Much of the blogosphere is in a dither over why Amazon.com is bothering to join the appallingly unprofitable online music business--late, to boot. I don't doubt that for the long term, Amazon CEO Jeff Bezos recognizes that the company needs to be in digital music. So it has to establish a beachhead.

I also don't doubt that the record companies aren't going to let Amazon make any more money than anyone else. And it's well-known that even market leader Apple is making little or no money on downloads themselves. Nor have subscriptions, which my colleague Cliff Edwards confirms are the heart of Amazon's music offering, proved to be profitable. And clearly, Amazon's not going to make money on a subsidized music player.

So here's what I wonder: Could the music store, at least for now, be just a come-on for everything else Amazon sells--a loss leader not for music hardware, as it is for Apple with its iPod, but for all the other hard goods Amazon sells?

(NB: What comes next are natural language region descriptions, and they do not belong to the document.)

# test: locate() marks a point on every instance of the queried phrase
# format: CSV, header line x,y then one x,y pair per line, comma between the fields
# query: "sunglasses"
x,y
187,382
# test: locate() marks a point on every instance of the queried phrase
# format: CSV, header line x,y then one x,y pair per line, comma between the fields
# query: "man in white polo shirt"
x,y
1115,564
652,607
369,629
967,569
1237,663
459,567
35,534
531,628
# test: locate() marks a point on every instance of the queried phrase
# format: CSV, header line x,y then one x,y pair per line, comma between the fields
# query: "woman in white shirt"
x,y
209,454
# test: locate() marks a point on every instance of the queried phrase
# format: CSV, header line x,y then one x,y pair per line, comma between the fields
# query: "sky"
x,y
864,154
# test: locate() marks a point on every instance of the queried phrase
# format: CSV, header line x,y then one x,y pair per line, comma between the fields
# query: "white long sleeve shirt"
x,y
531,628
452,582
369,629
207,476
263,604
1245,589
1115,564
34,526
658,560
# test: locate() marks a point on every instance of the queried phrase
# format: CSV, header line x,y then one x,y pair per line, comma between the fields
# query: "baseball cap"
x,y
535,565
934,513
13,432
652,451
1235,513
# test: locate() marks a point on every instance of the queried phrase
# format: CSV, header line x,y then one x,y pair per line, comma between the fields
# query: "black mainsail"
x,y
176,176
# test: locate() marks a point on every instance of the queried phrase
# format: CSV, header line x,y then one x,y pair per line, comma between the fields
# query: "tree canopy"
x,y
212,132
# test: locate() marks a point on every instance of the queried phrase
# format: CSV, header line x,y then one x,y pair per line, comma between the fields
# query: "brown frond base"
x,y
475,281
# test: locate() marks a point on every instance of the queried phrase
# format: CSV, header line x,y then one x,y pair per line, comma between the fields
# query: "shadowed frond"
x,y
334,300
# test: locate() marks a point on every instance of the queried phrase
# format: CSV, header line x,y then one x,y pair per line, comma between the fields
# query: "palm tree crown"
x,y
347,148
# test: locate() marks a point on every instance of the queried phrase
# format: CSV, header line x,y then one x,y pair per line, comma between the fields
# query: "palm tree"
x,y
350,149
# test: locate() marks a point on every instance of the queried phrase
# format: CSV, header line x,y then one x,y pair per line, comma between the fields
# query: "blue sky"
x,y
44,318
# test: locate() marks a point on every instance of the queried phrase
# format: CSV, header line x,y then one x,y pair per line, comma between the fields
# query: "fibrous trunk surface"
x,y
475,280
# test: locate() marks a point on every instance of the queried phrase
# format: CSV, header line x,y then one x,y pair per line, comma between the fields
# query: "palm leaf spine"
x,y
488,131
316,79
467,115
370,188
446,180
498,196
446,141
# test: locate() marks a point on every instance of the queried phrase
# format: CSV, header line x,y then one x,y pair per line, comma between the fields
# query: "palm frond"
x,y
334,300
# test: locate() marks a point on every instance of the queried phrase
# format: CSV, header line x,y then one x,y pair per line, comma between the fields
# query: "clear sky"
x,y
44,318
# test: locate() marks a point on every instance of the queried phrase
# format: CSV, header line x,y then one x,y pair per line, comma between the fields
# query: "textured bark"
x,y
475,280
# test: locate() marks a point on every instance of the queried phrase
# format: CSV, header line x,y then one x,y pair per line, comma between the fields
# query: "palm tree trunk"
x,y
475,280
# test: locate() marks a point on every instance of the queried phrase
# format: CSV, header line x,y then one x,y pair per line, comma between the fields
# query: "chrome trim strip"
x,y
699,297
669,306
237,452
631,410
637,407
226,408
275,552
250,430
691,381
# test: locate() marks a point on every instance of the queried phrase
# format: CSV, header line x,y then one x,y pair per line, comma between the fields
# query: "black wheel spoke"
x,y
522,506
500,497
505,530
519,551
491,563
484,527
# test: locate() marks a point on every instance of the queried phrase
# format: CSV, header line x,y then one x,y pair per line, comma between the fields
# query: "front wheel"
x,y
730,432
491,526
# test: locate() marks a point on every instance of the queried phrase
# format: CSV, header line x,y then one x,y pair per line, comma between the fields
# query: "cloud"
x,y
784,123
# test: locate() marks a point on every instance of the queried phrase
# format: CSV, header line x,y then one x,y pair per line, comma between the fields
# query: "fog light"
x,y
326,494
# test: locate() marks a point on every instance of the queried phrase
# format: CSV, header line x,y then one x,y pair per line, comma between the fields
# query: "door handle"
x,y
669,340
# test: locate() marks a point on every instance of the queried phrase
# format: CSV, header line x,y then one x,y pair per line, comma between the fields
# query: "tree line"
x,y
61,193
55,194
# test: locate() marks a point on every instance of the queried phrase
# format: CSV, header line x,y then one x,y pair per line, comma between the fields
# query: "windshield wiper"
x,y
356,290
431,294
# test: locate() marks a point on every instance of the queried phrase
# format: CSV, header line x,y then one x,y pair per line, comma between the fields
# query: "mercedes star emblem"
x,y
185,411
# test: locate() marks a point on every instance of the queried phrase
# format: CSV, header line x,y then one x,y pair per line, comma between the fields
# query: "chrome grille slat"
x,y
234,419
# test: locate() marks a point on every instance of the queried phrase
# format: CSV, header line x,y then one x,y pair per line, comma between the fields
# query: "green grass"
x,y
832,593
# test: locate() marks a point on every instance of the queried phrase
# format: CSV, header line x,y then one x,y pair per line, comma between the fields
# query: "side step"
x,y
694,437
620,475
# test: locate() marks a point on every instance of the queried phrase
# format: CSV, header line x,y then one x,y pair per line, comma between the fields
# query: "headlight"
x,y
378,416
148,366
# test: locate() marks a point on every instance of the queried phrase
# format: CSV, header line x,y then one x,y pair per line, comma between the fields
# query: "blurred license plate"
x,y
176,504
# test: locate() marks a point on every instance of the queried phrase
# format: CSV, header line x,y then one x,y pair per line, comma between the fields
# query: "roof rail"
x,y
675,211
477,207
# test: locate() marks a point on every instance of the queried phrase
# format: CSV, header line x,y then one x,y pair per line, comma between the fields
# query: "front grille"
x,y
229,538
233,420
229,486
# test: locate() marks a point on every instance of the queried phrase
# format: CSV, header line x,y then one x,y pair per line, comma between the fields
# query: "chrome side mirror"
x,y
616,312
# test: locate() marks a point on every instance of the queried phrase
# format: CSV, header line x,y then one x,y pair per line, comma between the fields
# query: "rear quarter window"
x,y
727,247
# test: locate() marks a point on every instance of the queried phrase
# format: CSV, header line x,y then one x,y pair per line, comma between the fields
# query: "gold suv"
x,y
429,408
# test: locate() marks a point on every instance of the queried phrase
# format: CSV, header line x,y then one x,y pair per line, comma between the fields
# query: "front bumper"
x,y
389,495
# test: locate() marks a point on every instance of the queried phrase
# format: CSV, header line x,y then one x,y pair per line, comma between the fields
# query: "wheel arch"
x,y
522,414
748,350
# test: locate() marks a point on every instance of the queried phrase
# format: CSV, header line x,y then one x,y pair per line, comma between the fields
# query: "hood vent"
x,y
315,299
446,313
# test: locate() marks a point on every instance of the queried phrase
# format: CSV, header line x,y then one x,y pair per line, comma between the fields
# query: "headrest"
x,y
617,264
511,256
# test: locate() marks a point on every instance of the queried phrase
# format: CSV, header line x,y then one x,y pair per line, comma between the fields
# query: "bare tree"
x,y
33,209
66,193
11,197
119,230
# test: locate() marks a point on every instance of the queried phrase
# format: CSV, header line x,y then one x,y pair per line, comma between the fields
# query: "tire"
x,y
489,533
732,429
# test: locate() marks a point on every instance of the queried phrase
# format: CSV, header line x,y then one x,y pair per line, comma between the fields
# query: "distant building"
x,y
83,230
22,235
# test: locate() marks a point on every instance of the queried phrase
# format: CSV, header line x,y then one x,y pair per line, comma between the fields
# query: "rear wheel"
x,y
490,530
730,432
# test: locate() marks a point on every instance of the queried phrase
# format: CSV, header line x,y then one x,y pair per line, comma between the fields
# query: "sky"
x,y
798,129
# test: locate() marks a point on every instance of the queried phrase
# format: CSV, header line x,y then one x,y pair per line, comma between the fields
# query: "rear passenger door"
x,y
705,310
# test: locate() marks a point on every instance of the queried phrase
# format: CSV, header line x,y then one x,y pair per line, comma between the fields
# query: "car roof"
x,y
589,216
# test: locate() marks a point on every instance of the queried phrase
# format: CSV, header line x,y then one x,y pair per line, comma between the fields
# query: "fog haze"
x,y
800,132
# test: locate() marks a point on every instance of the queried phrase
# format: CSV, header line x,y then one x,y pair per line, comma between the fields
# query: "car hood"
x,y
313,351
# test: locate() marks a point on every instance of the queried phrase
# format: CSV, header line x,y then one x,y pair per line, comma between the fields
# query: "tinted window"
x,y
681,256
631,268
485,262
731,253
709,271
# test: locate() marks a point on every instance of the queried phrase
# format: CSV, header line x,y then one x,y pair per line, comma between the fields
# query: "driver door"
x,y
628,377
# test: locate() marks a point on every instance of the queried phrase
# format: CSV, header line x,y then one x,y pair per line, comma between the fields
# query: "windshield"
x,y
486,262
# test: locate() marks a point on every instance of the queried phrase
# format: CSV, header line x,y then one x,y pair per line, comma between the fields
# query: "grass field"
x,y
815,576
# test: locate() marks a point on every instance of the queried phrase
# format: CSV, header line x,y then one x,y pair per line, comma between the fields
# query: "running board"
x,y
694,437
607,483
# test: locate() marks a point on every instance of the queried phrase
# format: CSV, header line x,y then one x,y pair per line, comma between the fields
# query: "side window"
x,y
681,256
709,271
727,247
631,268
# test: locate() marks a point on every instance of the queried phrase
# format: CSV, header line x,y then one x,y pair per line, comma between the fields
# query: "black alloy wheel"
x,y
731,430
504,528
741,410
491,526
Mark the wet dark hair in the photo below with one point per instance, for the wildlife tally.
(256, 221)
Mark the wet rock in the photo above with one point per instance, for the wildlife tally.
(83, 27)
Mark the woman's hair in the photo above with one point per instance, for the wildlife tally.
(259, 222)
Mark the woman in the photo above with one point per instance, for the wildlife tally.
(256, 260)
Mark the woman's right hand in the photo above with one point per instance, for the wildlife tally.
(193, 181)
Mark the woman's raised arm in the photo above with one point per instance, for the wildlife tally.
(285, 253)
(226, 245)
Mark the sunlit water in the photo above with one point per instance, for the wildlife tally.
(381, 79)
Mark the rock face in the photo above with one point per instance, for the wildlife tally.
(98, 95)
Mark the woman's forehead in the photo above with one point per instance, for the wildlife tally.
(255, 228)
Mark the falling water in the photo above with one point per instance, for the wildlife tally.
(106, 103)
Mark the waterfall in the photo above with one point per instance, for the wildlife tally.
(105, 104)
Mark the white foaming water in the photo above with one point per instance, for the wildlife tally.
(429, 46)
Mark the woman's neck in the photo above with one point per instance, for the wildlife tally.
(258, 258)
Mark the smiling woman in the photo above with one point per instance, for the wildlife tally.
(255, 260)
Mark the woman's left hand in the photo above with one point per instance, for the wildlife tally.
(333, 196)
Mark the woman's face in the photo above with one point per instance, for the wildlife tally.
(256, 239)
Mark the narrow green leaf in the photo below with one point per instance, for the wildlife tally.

In a way, says Eric Garland, CEO of the digital media measurement company BigChampagne, "it's the same play as Apple. The media becomes a loss leader for physical goods" from TVs to kitchen mixers to Xboxes and all the other nonmedia stuff that a lot of people still don't know Amazon sells.

Maybe. As a marketing ploy, though, it's a pretty expensive one, since Amazon has hired a bunch of people for its digital media efforts. Possibly too many. Something doesn't quite compute here. But Bezos is no fool. It's a good bet we'll see some surprises by the time Amazon launches its music offering this summer.